OKRs para equipos técnicos: el framework que finalmente nos funcionó
Intentamos OKRs tres veces antes de que funcionaran. Aquí está la diferencia entre los dos primeros intentos fallidos y el tercero.
Sofía Ramos
Engineering Manager
14 Apr 2025
6 min lectura
El error clásico: métricas de actividad disfrazadas de resultados
Nuestro primer ciclo de OKRs tenía Key Results como "entregar 12 features en Q1" y "reducir deuda técnica en un 20%". Suenan bien. El problema: son outputs, no outcomes. Miden actividad, no impacto.
Un equipo puede entregar 12 features mediocres que nadie usa y marcar el OKR como verde. Eso no es éxito — es teatro de métricas.

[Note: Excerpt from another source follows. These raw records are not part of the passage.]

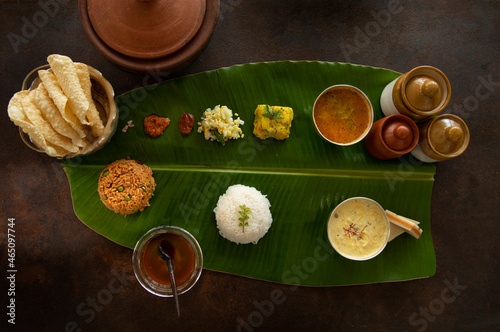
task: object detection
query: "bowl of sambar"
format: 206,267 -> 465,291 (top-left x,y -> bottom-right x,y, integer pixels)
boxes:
313,84 -> 373,146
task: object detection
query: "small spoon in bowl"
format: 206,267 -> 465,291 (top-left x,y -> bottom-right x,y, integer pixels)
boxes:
158,240 -> 181,317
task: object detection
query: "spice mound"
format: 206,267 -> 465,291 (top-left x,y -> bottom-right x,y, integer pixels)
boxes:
198,105 -> 245,146
144,114 -> 170,137
97,159 -> 156,216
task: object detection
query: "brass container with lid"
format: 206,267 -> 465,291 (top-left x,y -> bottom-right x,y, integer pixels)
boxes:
380,66 -> 451,121
412,114 -> 470,162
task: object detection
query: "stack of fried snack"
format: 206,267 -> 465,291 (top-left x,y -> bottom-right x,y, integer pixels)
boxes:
8,54 -> 104,157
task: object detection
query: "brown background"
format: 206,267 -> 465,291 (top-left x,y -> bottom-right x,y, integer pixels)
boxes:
0,0 -> 500,331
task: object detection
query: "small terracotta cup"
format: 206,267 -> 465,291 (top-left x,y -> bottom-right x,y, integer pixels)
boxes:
365,114 -> 419,160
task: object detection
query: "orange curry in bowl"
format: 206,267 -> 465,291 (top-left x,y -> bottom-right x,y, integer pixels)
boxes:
313,85 -> 373,145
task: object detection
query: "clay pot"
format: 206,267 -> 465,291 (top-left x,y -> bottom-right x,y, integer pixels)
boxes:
380,66 -> 451,121
79,0 -> 220,76
412,114 -> 470,163
365,114 -> 419,160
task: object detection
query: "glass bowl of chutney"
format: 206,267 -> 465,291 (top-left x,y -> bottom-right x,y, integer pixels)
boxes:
132,226 -> 203,297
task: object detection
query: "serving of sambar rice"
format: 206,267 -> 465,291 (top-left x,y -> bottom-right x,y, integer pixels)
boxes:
97,159 -> 156,216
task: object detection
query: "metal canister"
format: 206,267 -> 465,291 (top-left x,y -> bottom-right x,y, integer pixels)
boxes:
411,114 -> 470,163
380,66 -> 451,121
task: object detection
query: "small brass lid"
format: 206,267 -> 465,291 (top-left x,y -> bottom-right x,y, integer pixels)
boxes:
429,114 -> 469,156
406,75 -> 442,112
382,119 -> 414,151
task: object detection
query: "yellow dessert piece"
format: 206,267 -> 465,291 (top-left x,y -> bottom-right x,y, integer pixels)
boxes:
253,105 -> 293,140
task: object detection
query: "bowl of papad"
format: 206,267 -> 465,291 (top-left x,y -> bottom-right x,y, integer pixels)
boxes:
8,54 -> 118,159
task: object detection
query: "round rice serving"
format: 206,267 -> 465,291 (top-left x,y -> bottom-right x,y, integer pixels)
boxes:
97,159 -> 156,216
214,184 -> 273,244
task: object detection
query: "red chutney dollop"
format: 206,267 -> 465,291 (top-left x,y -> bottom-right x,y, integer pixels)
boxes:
144,114 -> 170,137
179,113 -> 194,135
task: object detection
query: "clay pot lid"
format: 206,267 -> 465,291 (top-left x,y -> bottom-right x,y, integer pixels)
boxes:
382,119 -> 415,151
87,0 -> 206,59
429,114 -> 470,156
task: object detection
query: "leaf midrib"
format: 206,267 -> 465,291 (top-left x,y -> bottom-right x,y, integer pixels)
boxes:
64,165 -> 434,181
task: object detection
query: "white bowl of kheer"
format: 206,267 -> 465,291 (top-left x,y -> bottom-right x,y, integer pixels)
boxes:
8,54 -> 118,158
327,197 -> 391,261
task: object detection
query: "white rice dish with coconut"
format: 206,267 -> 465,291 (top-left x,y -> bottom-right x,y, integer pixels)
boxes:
214,184 -> 273,244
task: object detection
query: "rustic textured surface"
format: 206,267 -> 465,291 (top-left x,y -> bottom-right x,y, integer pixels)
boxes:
0,0 -> 500,331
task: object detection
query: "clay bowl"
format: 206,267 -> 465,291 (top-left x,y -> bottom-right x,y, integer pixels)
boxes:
78,0 -> 220,76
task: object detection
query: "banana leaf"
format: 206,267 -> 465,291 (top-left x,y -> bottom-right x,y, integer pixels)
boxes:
63,61 -> 436,286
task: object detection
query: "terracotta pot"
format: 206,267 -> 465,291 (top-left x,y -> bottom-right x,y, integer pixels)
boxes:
365,114 -> 419,160
412,114 -> 470,163
78,0 -> 220,76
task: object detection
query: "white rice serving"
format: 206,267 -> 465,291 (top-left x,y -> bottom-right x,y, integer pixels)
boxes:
214,184 -> 273,244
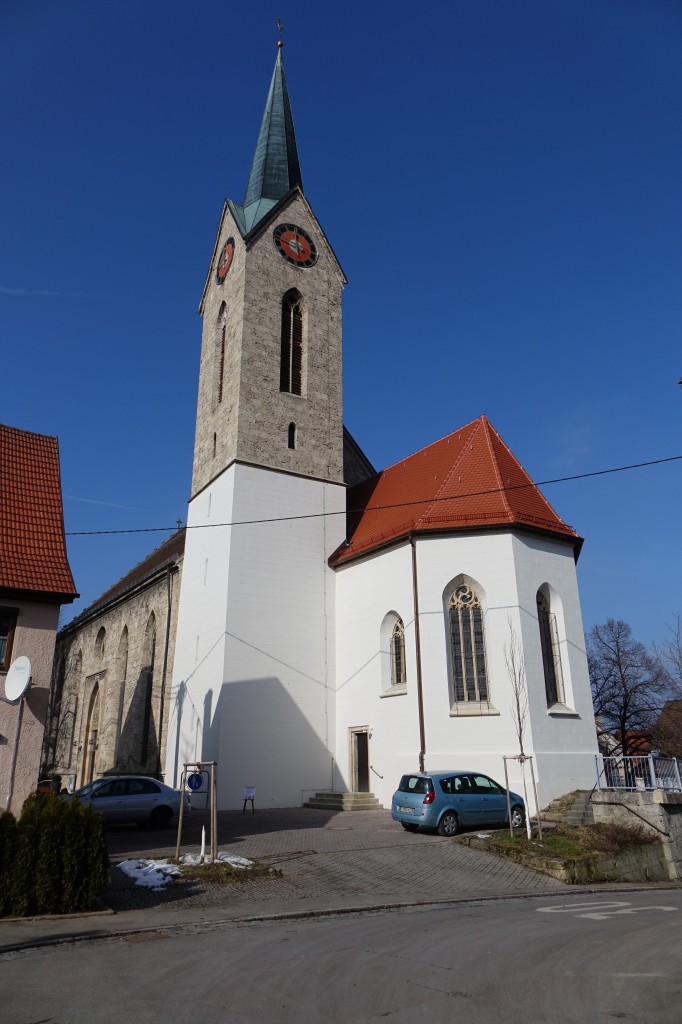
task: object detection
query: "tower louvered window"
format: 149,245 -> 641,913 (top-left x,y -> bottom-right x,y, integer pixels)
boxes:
218,321 -> 226,402
449,584 -> 487,703
280,292 -> 303,394
538,591 -> 563,707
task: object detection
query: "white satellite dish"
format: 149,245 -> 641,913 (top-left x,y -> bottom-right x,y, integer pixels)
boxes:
5,654 -> 31,703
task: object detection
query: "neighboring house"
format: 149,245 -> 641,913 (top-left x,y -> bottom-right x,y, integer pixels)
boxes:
43,41 -> 597,807
652,697 -> 682,758
43,529 -> 184,788
0,425 -> 78,814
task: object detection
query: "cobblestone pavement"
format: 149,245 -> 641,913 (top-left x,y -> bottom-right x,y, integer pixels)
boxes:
105,810 -> 566,912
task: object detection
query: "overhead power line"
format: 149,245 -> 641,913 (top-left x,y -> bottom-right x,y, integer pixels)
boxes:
66,455 -> 682,537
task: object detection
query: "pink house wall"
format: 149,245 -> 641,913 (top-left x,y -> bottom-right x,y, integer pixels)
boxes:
0,600 -> 59,816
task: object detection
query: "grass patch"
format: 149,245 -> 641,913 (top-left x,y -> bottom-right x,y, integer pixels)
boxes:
175,860 -> 282,886
475,822 -> 658,860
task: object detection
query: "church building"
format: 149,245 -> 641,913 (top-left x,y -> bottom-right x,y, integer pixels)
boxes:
46,48 -> 596,808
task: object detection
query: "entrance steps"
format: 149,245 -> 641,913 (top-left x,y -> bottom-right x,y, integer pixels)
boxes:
303,792 -> 383,811
542,791 -> 594,825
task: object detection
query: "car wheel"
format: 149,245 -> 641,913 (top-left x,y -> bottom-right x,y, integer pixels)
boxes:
438,811 -> 460,836
150,807 -> 173,828
512,804 -> 525,828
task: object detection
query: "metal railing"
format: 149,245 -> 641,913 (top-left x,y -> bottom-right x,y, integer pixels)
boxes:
595,754 -> 682,791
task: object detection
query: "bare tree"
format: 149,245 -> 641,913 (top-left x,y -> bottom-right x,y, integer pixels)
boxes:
504,616 -> 542,839
652,612 -> 682,758
505,618 -> 528,758
588,618 -> 670,757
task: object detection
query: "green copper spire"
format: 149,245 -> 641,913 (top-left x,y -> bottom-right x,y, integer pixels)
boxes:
243,42 -> 303,231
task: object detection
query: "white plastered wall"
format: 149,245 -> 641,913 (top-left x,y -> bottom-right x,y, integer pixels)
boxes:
337,532 -> 596,807
168,464 -> 345,807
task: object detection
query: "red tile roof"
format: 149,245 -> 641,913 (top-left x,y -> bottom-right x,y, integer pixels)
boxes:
0,424 -> 78,602
330,416 -> 581,565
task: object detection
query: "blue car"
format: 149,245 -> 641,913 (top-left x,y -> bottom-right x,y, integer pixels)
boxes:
391,771 -> 525,836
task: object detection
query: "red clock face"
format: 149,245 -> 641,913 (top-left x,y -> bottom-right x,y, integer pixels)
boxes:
272,224 -> 317,267
215,239 -> 235,285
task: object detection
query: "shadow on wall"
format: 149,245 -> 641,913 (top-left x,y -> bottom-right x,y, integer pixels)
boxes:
114,669 -> 159,775
167,677 -> 347,810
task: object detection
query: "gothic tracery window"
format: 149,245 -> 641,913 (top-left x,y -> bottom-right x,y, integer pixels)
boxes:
447,584 -> 488,703
390,618 -> 407,686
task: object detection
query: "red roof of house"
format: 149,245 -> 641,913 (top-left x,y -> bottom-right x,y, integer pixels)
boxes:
0,424 -> 78,602
330,416 -> 581,565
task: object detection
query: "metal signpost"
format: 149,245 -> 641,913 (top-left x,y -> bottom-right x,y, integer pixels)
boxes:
175,761 -> 218,864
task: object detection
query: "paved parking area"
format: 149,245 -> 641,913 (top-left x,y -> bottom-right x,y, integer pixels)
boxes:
106,809 -> 565,912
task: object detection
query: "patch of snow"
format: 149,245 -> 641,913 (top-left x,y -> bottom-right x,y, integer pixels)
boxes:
118,853 -> 253,892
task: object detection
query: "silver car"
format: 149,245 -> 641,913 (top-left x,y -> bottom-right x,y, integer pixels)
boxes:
74,775 -> 189,828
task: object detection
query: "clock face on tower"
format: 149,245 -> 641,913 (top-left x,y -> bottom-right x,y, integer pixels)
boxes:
215,238 -> 235,285
272,224 -> 317,267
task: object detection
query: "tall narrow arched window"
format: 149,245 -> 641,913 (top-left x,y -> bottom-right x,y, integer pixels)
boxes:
280,289 -> 303,394
390,618 -> 407,686
538,590 -> 564,708
140,612 -> 157,766
447,583 -> 488,703
218,316 -> 227,403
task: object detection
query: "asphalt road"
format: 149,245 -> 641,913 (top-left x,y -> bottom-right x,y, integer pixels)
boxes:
0,890 -> 682,1024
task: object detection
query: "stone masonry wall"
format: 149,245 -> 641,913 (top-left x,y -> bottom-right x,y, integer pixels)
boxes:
193,195 -> 344,497
46,564 -> 180,786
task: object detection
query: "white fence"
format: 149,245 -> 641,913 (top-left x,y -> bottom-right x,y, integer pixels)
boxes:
595,754 -> 682,791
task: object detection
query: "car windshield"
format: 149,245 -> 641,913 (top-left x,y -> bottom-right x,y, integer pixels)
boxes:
398,775 -> 433,793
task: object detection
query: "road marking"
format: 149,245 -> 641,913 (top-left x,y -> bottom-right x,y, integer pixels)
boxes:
536,900 -> 677,921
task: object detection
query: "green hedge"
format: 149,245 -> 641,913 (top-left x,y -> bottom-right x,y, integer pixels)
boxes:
0,794 -> 109,918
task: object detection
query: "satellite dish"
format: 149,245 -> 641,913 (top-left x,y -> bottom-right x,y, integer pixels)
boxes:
5,654 -> 31,703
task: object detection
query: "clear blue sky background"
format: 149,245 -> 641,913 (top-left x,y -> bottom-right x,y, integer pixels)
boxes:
0,0 -> 682,643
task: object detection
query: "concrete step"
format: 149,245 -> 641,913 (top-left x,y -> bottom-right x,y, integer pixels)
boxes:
303,792 -> 383,811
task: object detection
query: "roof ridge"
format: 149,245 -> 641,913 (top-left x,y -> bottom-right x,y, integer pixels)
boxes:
483,419 -> 509,516
415,417 -> 481,528
377,416 -> 485,476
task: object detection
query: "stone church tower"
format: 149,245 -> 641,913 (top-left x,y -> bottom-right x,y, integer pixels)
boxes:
166,44 -> 350,807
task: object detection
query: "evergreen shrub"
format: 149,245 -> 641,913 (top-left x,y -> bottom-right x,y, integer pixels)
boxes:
0,794 -> 109,916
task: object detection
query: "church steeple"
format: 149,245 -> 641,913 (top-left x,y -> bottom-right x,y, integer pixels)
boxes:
242,41 -> 303,231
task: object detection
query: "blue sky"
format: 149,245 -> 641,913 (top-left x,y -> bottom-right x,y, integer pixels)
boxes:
0,0 -> 682,643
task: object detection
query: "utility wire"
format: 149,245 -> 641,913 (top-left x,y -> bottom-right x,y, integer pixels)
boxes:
66,455 -> 682,537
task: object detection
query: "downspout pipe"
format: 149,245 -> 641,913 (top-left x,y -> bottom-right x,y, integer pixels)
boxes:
410,534 -> 426,771
157,565 -> 172,776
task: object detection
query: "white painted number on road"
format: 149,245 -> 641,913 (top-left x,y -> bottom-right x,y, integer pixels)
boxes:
537,900 -> 677,921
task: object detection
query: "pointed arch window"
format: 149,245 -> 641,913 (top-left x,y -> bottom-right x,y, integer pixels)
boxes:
447,584 -> 488,703
280,289 -> 303,395
538,590 -> 564,708
390,618 -> 407,686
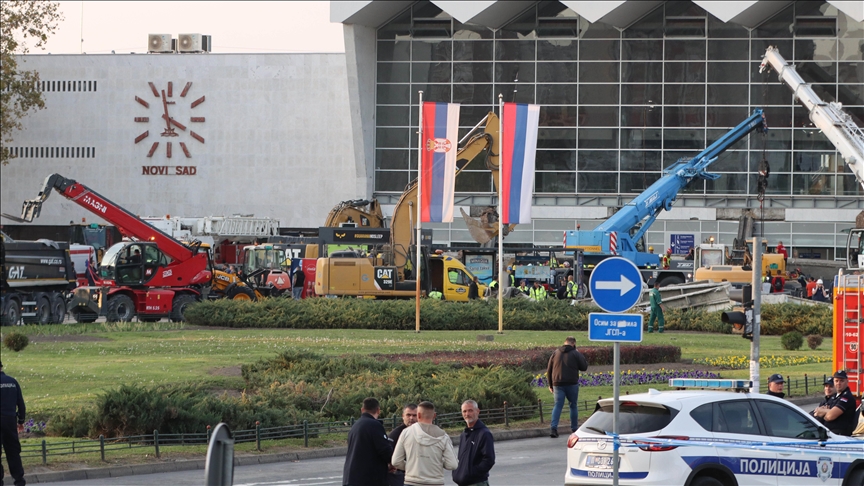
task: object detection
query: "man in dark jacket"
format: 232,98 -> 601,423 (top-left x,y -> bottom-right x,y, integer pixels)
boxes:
387,403 -> 417,486
813,370 -> 858,435
342,398 -> 393,486
468,277 -> 480,300
453,400 -> 495,486
0,363 -> 27,486
810,376 -> 837,417
546,336 -> 588,439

El framework que funcionó: North Star + guardianes
En el tercer intento adoptamos un modelo simple: un solo Objective por equipo por quarter, con máximo tres Key Results medibles en negocio (no en código). Además, asignamos "guardianes" — métricas de salud que no pueden empeorar aunque los OKRs vayan bien.
- Objective: Que los usuarios puedan completar su primer flujo sin ayuda
- KR1: Reducir el drop-off en onboarding de 68% a 45%
- KR2: Aumentar el porcentaje de usuarios que activan la feature core en día 1 de 23% a 40%
- Guardián: Tiempo de respuesta del API p95 no debe superar 300ms
Lo que cambia con este enfoque
El equipo deja de preguntar "¿qué construimos este sprint?" y empieza a preguntar "¿qué hipótesis validamos esta semana?". Es un cambio cultural más que un cambio de proceso — y tarda al menos dos quarters en asentarse.
Un buen OKR no le dice al equipo qué hacer. Le dice al equipo cómo saber si lo que hizo importó.